Después de un quinquenio en las cercanías de Jerusalén y Damasco, se lanzó a través de Asia, por sendas desconocidas, juntamente con su amigo San Bernabé, organizando iglesias, luchando con judíos y gentiles. Predicó en plazas, anfiteatros y sinagogas. Mientras unos se hacían discípulos suyos, otros se amotinaban, le maldecían y apedreaban. Viaja a Galacia, Tróada, Filipos, Tesalónica, donde deja establecida una comunidad que pronto será iglesia floreciente. Luego se embarca para Atenas y Corinto, para posteriormente regresar a Jerusalén.

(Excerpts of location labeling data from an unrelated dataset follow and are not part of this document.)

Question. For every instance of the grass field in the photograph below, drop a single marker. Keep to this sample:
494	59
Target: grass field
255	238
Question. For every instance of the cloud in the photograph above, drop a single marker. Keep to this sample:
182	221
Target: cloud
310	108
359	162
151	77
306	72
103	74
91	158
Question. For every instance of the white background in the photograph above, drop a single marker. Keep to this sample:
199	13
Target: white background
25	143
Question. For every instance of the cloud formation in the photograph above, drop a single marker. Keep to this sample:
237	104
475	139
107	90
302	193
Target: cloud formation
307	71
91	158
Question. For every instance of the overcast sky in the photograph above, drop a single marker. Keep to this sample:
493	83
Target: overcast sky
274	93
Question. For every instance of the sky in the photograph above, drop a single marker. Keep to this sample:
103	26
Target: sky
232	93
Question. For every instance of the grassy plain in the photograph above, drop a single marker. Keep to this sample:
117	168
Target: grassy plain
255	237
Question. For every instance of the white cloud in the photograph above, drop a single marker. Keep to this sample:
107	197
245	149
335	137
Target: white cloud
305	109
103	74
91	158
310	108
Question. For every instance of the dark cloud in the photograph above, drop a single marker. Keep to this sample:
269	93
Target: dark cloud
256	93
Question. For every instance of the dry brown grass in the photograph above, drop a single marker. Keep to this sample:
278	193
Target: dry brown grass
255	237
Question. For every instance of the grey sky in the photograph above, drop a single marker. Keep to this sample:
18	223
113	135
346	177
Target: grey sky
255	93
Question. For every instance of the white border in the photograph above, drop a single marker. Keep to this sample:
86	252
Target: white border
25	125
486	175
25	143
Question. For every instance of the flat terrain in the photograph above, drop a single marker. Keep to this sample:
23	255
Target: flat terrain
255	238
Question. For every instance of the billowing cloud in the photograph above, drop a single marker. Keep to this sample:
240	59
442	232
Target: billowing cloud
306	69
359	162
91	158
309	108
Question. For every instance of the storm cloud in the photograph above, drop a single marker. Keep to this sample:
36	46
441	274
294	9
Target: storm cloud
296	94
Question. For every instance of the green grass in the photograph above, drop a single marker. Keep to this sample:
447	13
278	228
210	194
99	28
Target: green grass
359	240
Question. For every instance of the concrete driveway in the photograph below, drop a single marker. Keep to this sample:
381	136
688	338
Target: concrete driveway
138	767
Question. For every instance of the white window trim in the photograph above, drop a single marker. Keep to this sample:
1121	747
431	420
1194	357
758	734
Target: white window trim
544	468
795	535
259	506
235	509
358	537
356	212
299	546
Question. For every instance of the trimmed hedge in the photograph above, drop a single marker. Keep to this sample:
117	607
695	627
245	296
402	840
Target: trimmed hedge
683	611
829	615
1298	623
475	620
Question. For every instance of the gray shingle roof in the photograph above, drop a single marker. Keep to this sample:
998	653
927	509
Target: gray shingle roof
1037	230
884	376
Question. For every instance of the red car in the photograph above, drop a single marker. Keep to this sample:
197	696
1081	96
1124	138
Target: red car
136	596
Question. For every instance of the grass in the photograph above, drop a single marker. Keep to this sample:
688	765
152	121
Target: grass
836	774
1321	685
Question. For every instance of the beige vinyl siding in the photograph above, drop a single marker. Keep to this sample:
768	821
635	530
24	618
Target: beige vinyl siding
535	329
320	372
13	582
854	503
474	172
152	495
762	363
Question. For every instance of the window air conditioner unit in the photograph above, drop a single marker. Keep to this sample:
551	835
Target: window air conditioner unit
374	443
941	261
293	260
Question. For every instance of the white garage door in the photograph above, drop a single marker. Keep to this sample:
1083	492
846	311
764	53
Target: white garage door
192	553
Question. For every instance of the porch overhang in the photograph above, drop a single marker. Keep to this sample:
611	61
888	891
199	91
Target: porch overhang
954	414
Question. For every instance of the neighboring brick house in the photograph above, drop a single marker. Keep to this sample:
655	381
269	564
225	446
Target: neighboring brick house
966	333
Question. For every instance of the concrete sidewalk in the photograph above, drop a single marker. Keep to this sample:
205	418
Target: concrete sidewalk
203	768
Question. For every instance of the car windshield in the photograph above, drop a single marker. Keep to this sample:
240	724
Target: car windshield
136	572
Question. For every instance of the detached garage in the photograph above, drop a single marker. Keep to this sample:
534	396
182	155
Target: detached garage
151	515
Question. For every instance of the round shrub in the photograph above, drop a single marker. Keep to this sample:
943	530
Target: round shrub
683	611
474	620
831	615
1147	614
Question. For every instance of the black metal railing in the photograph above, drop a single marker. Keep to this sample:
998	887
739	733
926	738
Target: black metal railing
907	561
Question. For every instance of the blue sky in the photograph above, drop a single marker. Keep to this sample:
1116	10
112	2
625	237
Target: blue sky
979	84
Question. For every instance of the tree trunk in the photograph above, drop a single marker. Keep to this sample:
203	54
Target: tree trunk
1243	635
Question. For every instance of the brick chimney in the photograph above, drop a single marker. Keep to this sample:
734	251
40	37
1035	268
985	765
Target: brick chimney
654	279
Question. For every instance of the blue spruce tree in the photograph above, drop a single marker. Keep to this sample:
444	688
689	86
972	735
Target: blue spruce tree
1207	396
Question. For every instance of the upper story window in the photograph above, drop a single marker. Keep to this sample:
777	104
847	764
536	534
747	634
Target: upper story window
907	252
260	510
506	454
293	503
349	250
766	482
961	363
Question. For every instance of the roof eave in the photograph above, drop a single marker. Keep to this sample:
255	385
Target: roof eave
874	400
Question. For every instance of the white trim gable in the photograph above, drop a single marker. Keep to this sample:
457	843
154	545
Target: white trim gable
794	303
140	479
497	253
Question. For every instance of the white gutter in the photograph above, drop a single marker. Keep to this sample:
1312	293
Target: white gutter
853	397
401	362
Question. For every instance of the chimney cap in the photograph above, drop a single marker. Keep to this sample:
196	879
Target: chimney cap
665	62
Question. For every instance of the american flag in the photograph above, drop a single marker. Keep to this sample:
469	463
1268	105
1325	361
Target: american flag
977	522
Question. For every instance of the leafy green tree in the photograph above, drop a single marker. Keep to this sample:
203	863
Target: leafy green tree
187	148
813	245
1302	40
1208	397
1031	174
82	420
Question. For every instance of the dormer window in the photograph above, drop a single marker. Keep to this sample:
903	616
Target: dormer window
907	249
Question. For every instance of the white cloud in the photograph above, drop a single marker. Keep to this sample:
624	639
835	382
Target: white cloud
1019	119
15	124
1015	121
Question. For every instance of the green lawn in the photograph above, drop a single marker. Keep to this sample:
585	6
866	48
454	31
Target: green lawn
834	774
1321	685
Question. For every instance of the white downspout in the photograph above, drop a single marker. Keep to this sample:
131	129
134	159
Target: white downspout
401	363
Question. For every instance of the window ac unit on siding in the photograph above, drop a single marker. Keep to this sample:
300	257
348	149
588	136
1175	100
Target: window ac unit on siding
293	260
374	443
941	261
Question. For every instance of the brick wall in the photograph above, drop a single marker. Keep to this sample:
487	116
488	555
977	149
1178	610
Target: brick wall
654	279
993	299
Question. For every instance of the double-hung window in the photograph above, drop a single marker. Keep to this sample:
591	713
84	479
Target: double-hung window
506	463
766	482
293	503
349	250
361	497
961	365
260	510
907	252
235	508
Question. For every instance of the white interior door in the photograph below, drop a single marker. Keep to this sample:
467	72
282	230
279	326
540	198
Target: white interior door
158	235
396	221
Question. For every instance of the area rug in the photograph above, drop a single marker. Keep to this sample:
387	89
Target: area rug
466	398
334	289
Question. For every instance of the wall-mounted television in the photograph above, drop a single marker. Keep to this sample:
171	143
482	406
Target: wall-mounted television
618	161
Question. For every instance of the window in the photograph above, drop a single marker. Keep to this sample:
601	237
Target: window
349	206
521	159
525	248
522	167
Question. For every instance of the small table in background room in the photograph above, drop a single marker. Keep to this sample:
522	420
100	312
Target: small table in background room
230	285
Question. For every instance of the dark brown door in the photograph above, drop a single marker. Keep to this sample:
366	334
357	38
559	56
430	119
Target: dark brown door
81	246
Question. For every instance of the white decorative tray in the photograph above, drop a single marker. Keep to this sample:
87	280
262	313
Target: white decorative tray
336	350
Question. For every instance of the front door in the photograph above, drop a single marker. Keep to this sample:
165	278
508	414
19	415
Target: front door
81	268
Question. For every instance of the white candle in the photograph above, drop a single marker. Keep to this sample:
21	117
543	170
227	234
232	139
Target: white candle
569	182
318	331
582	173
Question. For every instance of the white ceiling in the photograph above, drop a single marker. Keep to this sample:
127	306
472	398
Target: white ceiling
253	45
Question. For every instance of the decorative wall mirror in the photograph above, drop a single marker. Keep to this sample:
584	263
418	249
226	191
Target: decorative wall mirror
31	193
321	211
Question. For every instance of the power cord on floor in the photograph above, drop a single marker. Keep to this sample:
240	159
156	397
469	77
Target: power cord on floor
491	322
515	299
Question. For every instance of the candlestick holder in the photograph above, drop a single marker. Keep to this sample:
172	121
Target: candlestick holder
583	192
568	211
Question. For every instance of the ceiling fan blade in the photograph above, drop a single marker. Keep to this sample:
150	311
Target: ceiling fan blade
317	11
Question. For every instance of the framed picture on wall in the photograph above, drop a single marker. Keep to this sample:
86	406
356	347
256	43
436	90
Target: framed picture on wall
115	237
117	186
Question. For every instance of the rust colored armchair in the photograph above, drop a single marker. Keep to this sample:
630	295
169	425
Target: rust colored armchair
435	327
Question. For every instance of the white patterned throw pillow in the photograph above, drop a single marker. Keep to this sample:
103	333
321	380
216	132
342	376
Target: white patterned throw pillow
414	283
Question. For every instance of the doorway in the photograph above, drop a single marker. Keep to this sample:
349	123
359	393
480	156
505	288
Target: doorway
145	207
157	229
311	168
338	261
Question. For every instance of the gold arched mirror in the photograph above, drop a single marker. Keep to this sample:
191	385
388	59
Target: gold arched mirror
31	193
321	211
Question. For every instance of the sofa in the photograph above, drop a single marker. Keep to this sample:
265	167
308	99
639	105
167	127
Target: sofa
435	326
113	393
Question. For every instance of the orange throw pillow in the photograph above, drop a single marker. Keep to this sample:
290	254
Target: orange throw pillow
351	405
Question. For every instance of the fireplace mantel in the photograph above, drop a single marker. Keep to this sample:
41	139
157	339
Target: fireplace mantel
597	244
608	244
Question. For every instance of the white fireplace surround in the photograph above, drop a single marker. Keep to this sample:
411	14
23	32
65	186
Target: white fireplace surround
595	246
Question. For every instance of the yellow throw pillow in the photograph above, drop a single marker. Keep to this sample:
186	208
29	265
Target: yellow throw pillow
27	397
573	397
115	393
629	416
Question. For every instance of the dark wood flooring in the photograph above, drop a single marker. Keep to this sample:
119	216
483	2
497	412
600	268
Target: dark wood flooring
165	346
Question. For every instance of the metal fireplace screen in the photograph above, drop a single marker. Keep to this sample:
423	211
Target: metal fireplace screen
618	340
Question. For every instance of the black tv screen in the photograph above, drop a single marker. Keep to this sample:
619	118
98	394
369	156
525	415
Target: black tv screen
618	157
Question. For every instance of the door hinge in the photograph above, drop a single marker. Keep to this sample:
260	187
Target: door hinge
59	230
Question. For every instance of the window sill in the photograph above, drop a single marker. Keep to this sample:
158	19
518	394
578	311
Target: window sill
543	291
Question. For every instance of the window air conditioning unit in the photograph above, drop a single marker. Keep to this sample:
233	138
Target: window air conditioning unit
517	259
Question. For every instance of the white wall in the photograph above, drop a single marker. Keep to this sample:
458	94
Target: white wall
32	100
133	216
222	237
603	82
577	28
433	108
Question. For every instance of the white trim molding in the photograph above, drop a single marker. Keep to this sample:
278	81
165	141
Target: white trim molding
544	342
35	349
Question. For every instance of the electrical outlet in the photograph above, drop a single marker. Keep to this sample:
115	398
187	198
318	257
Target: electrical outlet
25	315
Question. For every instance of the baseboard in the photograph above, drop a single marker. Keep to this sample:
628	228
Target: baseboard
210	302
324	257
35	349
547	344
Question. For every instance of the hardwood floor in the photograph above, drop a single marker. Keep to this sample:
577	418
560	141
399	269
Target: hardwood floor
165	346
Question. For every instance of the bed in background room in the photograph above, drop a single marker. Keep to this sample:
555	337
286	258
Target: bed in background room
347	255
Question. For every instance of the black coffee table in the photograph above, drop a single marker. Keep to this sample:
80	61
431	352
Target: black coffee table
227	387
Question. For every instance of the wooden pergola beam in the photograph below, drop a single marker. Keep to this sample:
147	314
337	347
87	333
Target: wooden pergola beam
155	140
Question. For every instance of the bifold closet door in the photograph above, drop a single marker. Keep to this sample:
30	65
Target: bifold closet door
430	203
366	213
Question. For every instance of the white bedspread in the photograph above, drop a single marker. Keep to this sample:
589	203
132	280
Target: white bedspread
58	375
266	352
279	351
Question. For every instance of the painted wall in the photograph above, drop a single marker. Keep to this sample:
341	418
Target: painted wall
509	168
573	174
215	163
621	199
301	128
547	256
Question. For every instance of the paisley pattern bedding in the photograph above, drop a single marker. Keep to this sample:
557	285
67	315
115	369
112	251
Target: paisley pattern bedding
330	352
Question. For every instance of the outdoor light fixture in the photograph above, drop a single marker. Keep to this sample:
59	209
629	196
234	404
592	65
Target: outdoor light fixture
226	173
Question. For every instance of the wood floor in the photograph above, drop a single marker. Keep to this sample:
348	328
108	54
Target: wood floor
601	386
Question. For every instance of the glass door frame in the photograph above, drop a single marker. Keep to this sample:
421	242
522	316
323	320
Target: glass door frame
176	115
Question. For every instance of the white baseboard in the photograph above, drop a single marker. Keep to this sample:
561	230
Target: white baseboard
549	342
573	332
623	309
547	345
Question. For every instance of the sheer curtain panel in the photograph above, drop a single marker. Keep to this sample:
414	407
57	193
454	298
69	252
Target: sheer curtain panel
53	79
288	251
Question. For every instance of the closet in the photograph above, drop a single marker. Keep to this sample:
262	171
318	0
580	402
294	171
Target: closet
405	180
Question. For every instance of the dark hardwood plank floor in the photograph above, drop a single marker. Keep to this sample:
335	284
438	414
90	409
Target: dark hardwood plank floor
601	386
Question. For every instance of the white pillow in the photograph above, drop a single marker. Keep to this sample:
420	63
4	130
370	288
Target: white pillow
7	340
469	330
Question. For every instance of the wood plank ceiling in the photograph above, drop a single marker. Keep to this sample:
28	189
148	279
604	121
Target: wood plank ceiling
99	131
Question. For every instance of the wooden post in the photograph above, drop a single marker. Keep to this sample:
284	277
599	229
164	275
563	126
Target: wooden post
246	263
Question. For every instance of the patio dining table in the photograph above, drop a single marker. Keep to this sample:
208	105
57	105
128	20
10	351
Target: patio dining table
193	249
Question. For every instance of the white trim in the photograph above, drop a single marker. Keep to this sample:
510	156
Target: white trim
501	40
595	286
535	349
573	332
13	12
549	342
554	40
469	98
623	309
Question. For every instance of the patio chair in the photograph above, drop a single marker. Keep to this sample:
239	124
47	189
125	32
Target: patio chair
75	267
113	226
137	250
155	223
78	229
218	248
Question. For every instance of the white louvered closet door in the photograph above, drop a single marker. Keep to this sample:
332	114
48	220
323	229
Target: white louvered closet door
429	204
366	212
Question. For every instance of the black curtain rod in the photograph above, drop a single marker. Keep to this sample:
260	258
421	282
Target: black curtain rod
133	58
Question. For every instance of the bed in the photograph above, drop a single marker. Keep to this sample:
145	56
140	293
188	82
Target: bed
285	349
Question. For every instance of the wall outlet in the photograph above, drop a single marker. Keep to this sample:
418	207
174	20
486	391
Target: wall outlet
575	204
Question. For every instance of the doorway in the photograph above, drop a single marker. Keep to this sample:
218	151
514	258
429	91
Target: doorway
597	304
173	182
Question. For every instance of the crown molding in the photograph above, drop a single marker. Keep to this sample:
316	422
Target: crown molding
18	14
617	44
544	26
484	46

También visitó España y Roma. “El mundo no verá jamás otro hombre como Pablo’, dijo San Juan Crisóstomo, el más ilustre de sus admiradores. La palabra y el ademán de Pablo, su vigor y fulgor místicos, subyugaban de una manera fulminante. Y fue incomparable la clara sutileza de su inteligencia. Era el año 67 cuando fueron presos San Pedro y San Pablo, por orden del emperador Nerón.
Ambos fueron conducidos al suplicio el 29 de junio. San Pablo fue decapitado, mientras que el primer Papa moría crucificado, cabeza abajo, en el mismo lugar en que hoy se venera su glorioso sepulcro y se eleva la magnífica Basílica vaticana.